4.1. Dissociation entre perception et action chez des patients cérébro-lésés

Le cas le plus cité et le plus étudié est celui de DF (Milner et al., 1991). Cette patiente présente des lésions diffuses qui affectent particulièrement les parties ventro-latérale des lobes occipitaux, tout en préservant le cortex visuel primaire. L'étude de ses capacités de traitement visuel a révélé une agnosie visuelle des formes très sévère (DF n'est pas capable de faire la différence entre un rond et un triangle). C'est le traitement perceptif qui fait défaut chez DF, bien que ses capacités sensorielles soient relativement préservées (discrimination de la couleur, de la luminosité, du contraste, des fréquences). Malgré son déficit, DF est capable d'utiliser des informations visuelles concernant la taille, la forme et l'orientation des objets pour guider ses mouvements.

Pour tester la dissociation entre perception et mouvement visuellement guidé, Goodale, Milner, Jakobson, et Carey (1991) ont demandé à DF de réaliser deux expériences, l'une perceptive et l'autre visuo-motrice. L'expérience perceptive était composée de plusieurs tâches. Dans l'une de ces tâches, un disque muni d'une fente était présenté à DF, et, à côté, une carte sur laquelle étaient dessinés quatre segments de lignes dans des orientations différentes. DF devait indiquer quelle ligne correspondait à l'orientation de la fente. Dans une autre tâche, on présentait toujours à DF le disque avec la fente, mais cette fois, on lui demandait d'orienter correctement une petite carte pour que son orientation corresponde à l'orientation de la fente. Enfin, dans une dernière tâche, DF devait indiquer l'orientation d'un rectangle placé sur une table devant elle. Quelle que soit la tâche, les performances de DF étaient très faibles. Dans l'expérience visuo-motrice, DF devait cette fois mettre la petite carte dans la fente et plus seulement l'orienter. De façon surprenante, les performances de DF dans cette deuxième expérience étaient excellentes. L'observation d'une telle dissociation a conduit Goodale et al. (1991) à étudier les performances de DF dans des expériences qui impliquaient, cette fois, le traitement de la taille. Dans une expérience, différentes formes de même surface (carrés et rectangles plus ou moins allongés) étaient présentées deux par deux à DF qui devait dire si elles étaient identiques ou différentes. Les performances de DF se sont révélées mauvaises, elle répondait au hasard. Dans une autre tâche perceptive, DF devait indiquer, avec son pouce et son index, la largeur des formes, tâche que DF s'est montrée incapable de réussir. La taille de sa pince était toujours la même alors que la largeur des formes variait. Par contre, quand DF devait se saisir des formes, elle n'avait aucune difficulté à adapter sa pince de préhension correctement.

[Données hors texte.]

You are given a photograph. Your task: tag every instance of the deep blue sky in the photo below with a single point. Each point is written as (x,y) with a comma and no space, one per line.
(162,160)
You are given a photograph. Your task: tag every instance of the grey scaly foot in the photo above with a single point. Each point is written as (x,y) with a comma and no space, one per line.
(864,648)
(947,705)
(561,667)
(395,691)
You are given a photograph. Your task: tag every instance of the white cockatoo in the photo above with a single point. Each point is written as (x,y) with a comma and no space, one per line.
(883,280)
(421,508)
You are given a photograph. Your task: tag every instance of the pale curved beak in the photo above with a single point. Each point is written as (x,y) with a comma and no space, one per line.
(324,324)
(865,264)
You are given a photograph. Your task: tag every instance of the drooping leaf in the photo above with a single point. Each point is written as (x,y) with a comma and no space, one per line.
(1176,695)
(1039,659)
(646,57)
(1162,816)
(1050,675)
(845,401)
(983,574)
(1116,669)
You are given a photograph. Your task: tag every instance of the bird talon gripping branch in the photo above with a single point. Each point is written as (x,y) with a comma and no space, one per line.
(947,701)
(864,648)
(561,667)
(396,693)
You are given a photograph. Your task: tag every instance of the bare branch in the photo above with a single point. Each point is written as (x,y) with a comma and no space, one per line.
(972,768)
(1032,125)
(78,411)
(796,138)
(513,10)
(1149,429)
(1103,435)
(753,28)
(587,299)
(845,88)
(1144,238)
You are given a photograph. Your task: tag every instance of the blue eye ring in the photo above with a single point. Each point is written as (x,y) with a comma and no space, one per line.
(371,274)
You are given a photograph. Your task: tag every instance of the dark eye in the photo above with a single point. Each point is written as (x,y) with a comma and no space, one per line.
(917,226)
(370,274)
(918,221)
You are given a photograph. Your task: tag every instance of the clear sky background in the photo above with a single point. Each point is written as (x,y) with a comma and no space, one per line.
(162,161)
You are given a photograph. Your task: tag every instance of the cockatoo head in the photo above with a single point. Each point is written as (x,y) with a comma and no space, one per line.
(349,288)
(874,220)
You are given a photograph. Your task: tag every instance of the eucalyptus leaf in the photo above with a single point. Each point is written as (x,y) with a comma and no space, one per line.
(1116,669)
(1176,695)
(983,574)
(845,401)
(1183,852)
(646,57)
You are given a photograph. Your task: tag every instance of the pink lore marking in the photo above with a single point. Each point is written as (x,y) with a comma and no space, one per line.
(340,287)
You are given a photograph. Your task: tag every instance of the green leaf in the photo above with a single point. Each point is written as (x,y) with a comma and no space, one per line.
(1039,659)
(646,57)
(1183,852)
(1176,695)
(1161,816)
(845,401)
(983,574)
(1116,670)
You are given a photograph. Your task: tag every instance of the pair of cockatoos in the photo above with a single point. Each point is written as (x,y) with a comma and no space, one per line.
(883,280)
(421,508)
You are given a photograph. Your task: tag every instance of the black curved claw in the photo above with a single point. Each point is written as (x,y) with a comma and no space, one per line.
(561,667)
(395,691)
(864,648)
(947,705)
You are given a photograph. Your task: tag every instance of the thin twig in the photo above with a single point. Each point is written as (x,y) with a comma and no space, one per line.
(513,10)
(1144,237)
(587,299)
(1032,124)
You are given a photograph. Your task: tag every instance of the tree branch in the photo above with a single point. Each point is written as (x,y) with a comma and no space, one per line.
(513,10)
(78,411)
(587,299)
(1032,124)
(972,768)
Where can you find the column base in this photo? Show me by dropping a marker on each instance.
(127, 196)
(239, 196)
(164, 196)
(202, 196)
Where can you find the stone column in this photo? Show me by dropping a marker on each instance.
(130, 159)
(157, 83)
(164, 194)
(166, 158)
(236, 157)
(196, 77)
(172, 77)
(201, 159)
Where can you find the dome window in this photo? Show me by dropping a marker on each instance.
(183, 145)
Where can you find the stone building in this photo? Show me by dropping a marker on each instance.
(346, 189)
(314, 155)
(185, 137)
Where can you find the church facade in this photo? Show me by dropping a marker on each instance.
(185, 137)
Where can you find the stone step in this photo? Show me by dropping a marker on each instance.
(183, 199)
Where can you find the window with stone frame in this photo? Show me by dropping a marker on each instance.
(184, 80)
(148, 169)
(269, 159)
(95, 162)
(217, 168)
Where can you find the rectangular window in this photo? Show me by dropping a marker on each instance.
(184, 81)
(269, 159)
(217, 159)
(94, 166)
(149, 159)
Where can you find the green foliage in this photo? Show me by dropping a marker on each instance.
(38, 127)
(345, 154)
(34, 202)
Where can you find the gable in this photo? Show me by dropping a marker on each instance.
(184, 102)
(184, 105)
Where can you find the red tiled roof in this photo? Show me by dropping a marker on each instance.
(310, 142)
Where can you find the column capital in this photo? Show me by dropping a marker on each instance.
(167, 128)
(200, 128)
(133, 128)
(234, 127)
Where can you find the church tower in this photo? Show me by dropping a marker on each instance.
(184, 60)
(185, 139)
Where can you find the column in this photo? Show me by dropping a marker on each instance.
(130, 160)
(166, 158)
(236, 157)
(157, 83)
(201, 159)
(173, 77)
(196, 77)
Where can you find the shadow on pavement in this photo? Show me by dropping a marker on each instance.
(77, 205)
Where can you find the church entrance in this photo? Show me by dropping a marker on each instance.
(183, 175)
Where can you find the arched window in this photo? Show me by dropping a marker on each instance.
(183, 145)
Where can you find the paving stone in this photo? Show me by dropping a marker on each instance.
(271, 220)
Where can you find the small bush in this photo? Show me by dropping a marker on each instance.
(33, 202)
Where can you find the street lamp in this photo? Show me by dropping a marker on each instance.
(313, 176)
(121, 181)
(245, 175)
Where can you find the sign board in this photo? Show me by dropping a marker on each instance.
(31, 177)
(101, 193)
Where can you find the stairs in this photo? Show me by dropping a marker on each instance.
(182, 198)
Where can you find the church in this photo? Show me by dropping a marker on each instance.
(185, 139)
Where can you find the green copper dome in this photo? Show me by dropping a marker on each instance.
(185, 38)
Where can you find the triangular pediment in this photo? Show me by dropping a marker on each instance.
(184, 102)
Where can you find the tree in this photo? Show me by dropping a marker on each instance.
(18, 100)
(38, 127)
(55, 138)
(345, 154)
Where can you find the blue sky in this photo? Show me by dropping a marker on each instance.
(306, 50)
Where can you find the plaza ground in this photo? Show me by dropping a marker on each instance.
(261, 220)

Cette étude montre bien que DF peut se servir des indices perceptifs concernant la taille et l'orientation pour effectuer des mouvements, alors qu'elle ne peut pas s'en servir pour effectuer des jugements perceptifs. Pour Goodale et al. (1991), il existe une dissociation entre les traitements visuels qui sous-tendent les jugements perceptifs conscients et ceux qui sous-tendent le guidage visuo-moteur automatique des mouvements des membres et des mains.

Outre le cas de DF qui présente un déficit de la perception mais pas de déficit visuo-moteur, il existe des cas montrant la dissociation inverse comme les patients atteints d'une ataxie optique. Comme nous l'avons déjà indiqué, ces patients, qui ont généralement une lésion unilatérale pariétale supérieure (en cas d'ataxie pure), vont être incapables d'aller saisir un objet situé dans leur espace extra-personnel alors qu'ils peuvent le voir et le reconnaître.